Eleven people died in the basement because they were older and their hearts couldn’t handle the stuffy air and constant terror any longer . Six people from the basement were executed. Their deaths were documented by people in the basement by writing names and marking dates on a calendar scratched on the wall, scribbled on a door. Numerous people from the town were put to death right behind the school according to witness reports.
Numerous girls and women were raped by the ruzzians right in the school building.
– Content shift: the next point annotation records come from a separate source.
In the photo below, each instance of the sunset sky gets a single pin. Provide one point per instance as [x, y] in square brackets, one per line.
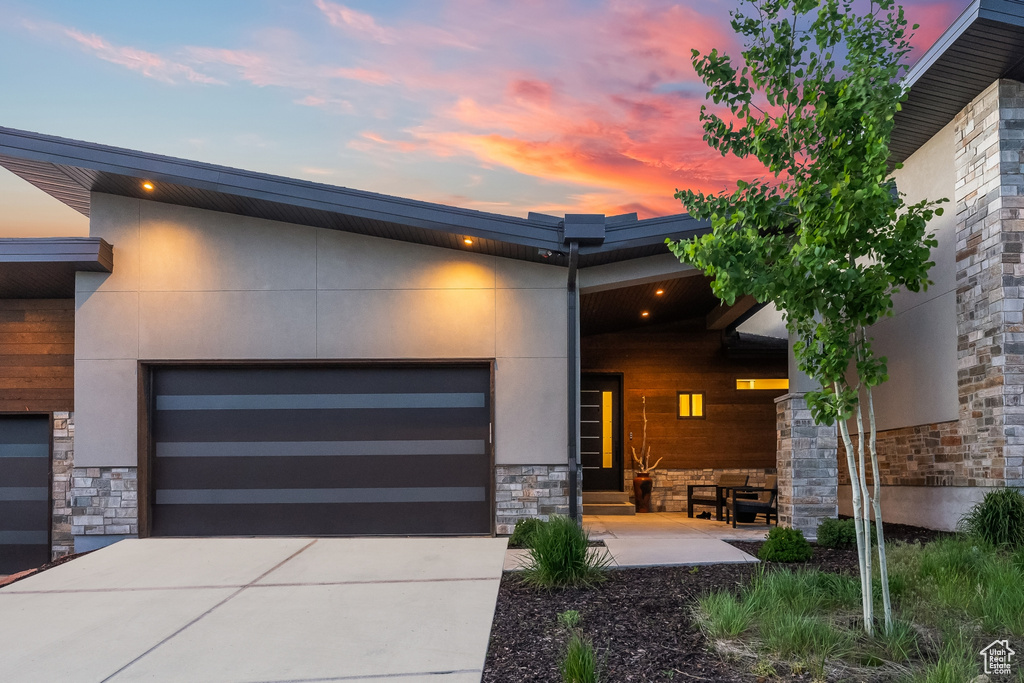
[505, 107]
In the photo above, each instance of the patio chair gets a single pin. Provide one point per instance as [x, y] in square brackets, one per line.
[716, 495]
[765, 503]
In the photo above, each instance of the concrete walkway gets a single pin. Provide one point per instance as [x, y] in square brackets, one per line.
[663, 539]
[403, 610]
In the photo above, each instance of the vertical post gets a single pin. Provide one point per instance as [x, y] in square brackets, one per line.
[572, 364]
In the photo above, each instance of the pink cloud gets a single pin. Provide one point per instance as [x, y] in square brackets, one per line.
[360, 25]
[934, 18]
[147, 63]
[356, 23]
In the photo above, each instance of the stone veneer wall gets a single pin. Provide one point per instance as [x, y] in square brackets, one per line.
[989, 204]
[61, 540]
[669, 494]
[922, 456]
[807, 467]
[104, 501]
[530, 491]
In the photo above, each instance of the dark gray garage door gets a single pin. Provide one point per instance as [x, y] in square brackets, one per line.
[321, 451]
[25, 492]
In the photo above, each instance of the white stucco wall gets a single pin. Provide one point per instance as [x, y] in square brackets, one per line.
[920, 340]
[189, 284]
[931, 507]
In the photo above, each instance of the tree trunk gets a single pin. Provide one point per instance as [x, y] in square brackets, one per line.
[877, 505]
[865, 513]
[865, 588]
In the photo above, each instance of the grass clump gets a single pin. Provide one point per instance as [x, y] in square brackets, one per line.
[568, 619]
[785, 545]
[525, 529]
[560, 556]
[997, 520]
[835, 532]
[957, 579]
[723, 615]
[579, 665]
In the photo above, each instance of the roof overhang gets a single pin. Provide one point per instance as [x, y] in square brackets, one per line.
[44, 268]
[984, 44]
[72, 170]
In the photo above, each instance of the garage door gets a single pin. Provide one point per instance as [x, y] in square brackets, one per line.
[25, 492]
[321, 451]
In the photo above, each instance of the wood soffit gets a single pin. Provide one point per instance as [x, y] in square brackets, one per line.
[984, 44]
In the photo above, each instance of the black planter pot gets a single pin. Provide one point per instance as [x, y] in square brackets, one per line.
[642, 485]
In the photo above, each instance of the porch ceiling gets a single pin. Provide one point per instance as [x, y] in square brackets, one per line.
[612, 310]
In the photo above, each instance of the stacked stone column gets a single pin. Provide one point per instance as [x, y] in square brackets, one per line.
[808, 475]
[989, 205]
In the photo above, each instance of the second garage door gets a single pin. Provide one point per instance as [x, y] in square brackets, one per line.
[287, 451]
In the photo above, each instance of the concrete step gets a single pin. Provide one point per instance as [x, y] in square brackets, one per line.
[608, 509]
[605, 497]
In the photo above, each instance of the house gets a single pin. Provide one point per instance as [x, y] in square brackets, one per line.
[252, 354]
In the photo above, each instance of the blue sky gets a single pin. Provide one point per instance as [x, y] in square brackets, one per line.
[546, 105]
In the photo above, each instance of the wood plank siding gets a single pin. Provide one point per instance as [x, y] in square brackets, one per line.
[37, 354]
[739, 428]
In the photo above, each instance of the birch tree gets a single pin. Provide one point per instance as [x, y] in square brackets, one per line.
[823, 233]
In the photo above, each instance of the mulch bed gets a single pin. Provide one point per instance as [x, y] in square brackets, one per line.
[639, 620]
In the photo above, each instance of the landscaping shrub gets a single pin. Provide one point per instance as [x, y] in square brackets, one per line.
[841, 534]
[785, 545]
[561, 556]
[998, 519]
[525, 529]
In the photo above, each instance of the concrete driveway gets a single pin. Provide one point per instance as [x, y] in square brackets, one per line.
[400, 610]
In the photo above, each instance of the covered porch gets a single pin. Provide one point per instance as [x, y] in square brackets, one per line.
[707, 375]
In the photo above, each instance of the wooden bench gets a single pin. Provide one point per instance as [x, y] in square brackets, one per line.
[764, 501]
[717, 494]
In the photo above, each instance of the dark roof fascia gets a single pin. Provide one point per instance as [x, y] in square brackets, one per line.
[626, 239]
[45, 267]
[261, 186]
[956, 69]
[649, 232]
[945, 41]
[86, 254]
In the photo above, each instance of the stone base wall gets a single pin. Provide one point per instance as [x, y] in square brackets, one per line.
[61, 539]
[922, 456]
[807, 467]
[669, 494]
[104, 501]
[529, 491]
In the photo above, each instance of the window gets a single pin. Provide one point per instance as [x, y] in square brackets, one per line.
[762, 384]
[690, 406]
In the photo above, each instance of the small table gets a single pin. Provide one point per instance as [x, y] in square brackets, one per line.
[721, 496]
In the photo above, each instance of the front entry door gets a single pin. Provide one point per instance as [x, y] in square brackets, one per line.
[601, 432]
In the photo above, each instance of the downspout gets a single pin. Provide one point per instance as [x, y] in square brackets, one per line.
[572, 361]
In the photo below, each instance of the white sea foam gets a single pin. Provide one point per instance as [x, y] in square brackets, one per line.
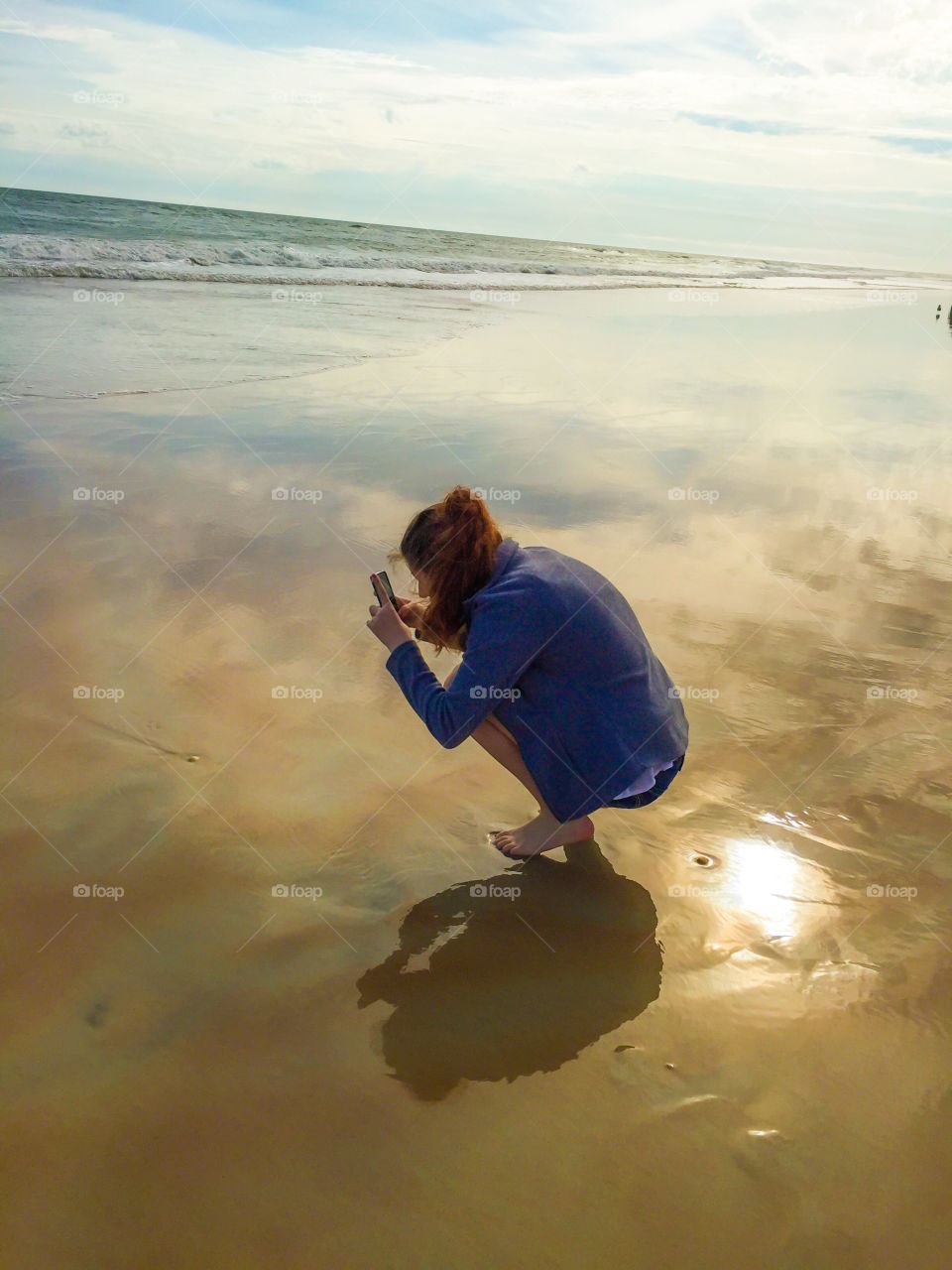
[289, 264]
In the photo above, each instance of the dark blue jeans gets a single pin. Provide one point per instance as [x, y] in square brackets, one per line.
[662, 781]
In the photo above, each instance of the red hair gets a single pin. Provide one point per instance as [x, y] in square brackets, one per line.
[454, 541]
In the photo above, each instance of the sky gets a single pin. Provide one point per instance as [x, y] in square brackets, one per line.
[803, 131]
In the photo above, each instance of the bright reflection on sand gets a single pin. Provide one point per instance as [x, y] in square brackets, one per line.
[771, 885]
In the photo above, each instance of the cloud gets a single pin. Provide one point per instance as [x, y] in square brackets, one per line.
[525, 108]
[770, 128]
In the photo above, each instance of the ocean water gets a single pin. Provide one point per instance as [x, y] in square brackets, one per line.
[76, 236]
[102, 296]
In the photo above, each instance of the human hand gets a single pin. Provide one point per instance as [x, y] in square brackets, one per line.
[385, 621]
[413, 611]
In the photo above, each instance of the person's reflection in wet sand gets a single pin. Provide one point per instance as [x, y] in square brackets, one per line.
[516, 983]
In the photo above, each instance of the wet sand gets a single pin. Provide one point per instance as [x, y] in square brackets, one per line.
[720, 1035]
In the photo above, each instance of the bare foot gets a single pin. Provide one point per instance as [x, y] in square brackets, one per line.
[542, 833]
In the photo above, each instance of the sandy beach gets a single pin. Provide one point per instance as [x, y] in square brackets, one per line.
[303, 1014]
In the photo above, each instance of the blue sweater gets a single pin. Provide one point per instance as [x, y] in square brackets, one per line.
[555, 651]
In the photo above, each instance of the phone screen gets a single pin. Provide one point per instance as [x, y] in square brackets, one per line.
[385, 585]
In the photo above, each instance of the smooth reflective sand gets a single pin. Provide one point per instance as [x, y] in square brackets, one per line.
[720, 1037]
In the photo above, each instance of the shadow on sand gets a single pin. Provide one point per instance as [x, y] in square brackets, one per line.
[516, 983]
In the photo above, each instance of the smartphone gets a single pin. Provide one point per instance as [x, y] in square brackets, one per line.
[385, 587]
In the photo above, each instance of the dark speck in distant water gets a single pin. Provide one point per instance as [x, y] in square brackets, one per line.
[95, 1017]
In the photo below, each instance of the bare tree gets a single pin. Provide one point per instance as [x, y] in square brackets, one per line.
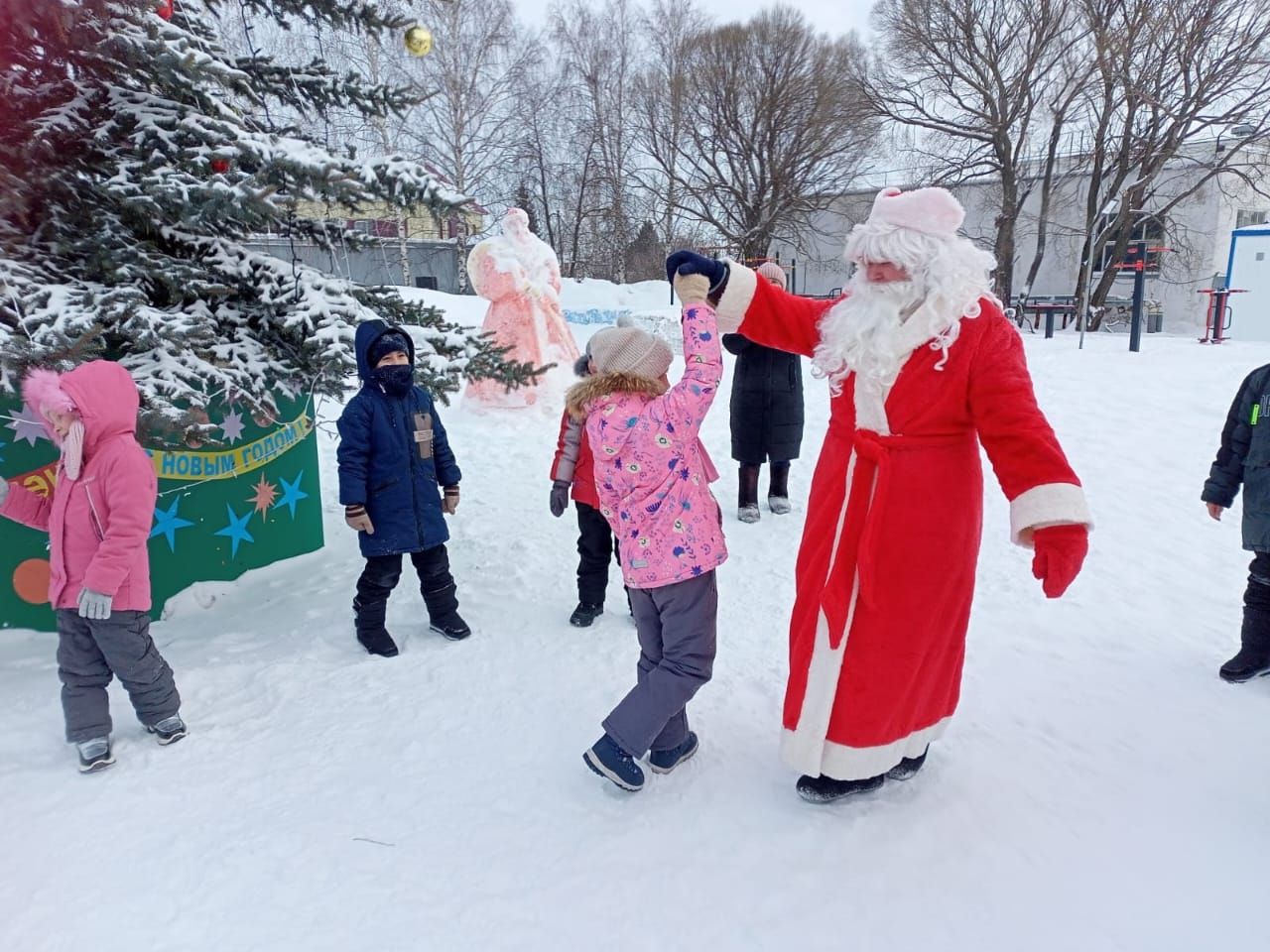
[559, 155]
[772, 128]
[988, 81]
[661, 100]
[601, 55]
[1170, 77]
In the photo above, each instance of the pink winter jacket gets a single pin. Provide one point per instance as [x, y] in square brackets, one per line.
[99, 525]
[652, 472]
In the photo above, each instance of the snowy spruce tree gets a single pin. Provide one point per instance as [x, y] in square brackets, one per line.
[137, 155]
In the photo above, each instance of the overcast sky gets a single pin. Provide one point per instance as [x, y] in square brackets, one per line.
[830, 16]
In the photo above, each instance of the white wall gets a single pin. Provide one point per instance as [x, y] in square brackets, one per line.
[1198, 230]
[1250, 270]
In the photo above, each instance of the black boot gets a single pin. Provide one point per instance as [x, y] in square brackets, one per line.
[1254, 657]
[585, 613]
[826, 789]
[368, 621]
[444, 612]
[779, 489]
[910, 766]
[747, 495]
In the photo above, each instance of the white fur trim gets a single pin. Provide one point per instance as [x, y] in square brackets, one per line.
[1048, 504]
[847, 763]
[737, 298]
[870, 400]
[804, 747]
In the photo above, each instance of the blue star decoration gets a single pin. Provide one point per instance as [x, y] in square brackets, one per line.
[167, 524]
[236, 530]
[291, 493]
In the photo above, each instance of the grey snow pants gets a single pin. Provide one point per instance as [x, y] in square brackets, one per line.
[677, 627]
[89, 653]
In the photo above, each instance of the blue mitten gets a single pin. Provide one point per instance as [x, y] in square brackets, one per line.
[685, 263]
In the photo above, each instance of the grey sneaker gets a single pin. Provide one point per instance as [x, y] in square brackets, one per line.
[169, 730]
[94, 754]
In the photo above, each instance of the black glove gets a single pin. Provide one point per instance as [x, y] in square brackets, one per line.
[559, 498]
[693, 263]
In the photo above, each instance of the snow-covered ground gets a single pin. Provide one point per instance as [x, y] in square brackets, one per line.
[1098, 789]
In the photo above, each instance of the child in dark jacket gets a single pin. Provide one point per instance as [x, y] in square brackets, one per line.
[394, 456]
[572, 472]
[1243, 458]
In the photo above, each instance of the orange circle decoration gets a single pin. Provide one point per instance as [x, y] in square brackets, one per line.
[31, 581]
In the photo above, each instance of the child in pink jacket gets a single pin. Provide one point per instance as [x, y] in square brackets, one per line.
[653, 477]
[98, 522]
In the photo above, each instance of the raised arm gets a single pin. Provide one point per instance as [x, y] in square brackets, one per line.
[760, 309]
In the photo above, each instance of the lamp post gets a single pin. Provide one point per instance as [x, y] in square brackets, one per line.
[1087, 267]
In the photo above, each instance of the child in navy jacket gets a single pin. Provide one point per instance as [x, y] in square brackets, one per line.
[394, 460]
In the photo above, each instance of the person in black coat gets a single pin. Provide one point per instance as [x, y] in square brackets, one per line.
[394, 457]
[766, 416]
[1243, 458]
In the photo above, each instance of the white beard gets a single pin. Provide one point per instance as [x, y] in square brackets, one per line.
[861, 334]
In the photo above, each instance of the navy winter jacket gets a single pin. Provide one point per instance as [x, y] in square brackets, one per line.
[380, 465]
[1243, 458]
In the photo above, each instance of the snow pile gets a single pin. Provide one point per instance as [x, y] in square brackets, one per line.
[1098, 789]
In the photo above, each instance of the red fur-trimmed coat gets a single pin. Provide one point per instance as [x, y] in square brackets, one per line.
[885, 570]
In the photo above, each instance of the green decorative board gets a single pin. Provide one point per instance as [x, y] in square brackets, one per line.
[246, 502]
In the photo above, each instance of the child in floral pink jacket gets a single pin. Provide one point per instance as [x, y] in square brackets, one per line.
[653, 477]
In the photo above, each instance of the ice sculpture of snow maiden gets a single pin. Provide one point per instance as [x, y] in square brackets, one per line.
[518, 273]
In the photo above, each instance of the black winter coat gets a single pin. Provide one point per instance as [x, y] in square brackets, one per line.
[766, 403]
[1245, 458]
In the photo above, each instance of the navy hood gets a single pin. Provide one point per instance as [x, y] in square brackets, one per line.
[367, 334]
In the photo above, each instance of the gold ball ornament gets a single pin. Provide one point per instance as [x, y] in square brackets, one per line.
[418, 41]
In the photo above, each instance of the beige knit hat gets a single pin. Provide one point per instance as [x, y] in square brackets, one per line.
[630, 350]
[772, 272]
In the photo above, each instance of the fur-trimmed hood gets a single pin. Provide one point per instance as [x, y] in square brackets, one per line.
[585, 393]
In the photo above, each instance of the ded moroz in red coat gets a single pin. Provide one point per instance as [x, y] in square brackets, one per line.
[885, 569]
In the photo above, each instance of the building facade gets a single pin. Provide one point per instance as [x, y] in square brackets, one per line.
[1197, 231]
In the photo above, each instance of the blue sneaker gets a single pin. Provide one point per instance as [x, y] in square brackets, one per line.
[611, 762]
[666, 761]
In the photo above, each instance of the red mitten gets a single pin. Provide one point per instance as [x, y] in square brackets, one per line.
[1061, 552]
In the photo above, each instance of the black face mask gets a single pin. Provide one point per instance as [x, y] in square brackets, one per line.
[395, 380]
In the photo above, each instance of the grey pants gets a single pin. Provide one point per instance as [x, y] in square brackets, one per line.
[90, 652]
[677, 626]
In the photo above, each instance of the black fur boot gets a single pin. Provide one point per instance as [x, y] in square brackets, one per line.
[1254, 656]
[747, 495]
[444, 612]
[371, 633]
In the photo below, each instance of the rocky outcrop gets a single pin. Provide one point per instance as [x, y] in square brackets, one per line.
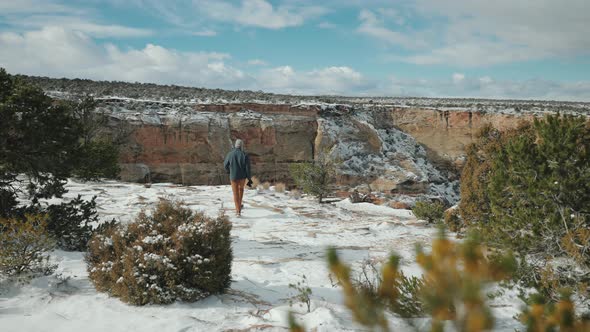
[447, 133]
[388, 149]
[189, 148]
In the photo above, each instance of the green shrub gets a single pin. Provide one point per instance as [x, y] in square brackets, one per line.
[455, 276]
[407, 304]
[314, 178]
[171, 254]
[98, 159]
[24, 244]
[453, 220]
[71, 224]
[429, 211]
[533, 192]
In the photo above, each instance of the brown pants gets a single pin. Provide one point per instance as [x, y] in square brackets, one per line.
[237, 187]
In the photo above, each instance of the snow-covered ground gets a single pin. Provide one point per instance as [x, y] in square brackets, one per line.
[277, 240]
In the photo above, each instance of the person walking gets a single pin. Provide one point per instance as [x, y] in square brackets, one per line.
[237, 164]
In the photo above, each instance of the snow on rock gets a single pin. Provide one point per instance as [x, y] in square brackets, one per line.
[275, 243]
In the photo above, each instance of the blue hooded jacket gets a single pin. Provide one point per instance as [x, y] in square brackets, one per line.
[237, 164]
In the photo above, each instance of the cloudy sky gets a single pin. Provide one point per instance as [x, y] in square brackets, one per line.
[530, 49]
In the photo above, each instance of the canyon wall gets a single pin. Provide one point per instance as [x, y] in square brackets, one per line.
[448, 132]
[190, 148]
[380, 147]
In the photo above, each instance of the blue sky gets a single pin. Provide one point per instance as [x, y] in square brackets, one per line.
[535, 49]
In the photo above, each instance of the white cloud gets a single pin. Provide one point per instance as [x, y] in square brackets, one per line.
[487, 87]
[486, 80]
[330, 80]
[258, 13]
[79, 25]
[257, 62]
[327, 25]
[59, 52]
[24, 15]
[373, 26]
[467, 33]
[458, 78]
[204, 33]
[34, 6]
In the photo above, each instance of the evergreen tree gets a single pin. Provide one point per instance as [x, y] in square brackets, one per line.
[48, 141]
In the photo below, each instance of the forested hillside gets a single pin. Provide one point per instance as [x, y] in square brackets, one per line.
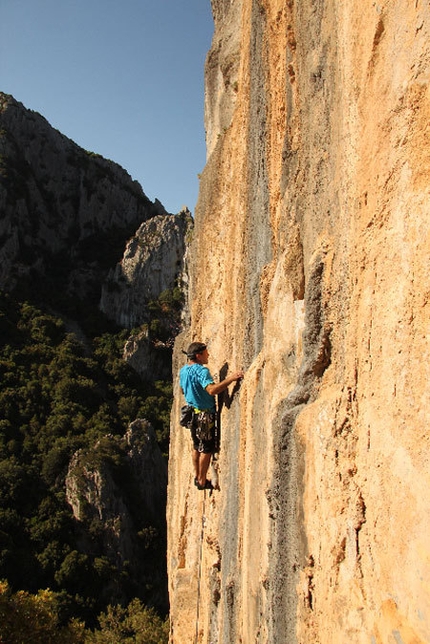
[60, 394]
The captive civilians weren’t allowed to exit most of the time to even go to the toilet and the three hundred people had to use a bucket for their needs. Water was very limited and food was scarce. Sometimes everyone, including kids, went without eating for days sitting in the dark basement.
Whenever the ruzzian scumbags were in a bad mood they would beat someone or just leave everyone without food, water and the possibility to go out onto the yard for some fresh air. Since they were usually hung over, they were in a bad mood. The ruzzians ate and drank all of the reserves they would find in private homes, and fed their Ukrainian captives outdated ruzzian military food rations with rot inside.
After the ruzzian occupants were forced to retreat, as the folks from the basement say, it became abnormally quiet. The people escaped from the basement by breaking open the door. What they witnessed outside was just horrible. With their homes destroyed, hundreds of neighbors missing, stench from rotting bodies, mass graves, minefields and random explosives around town they found themselves in a new reality – that’s what the ruzzians call “russian world”.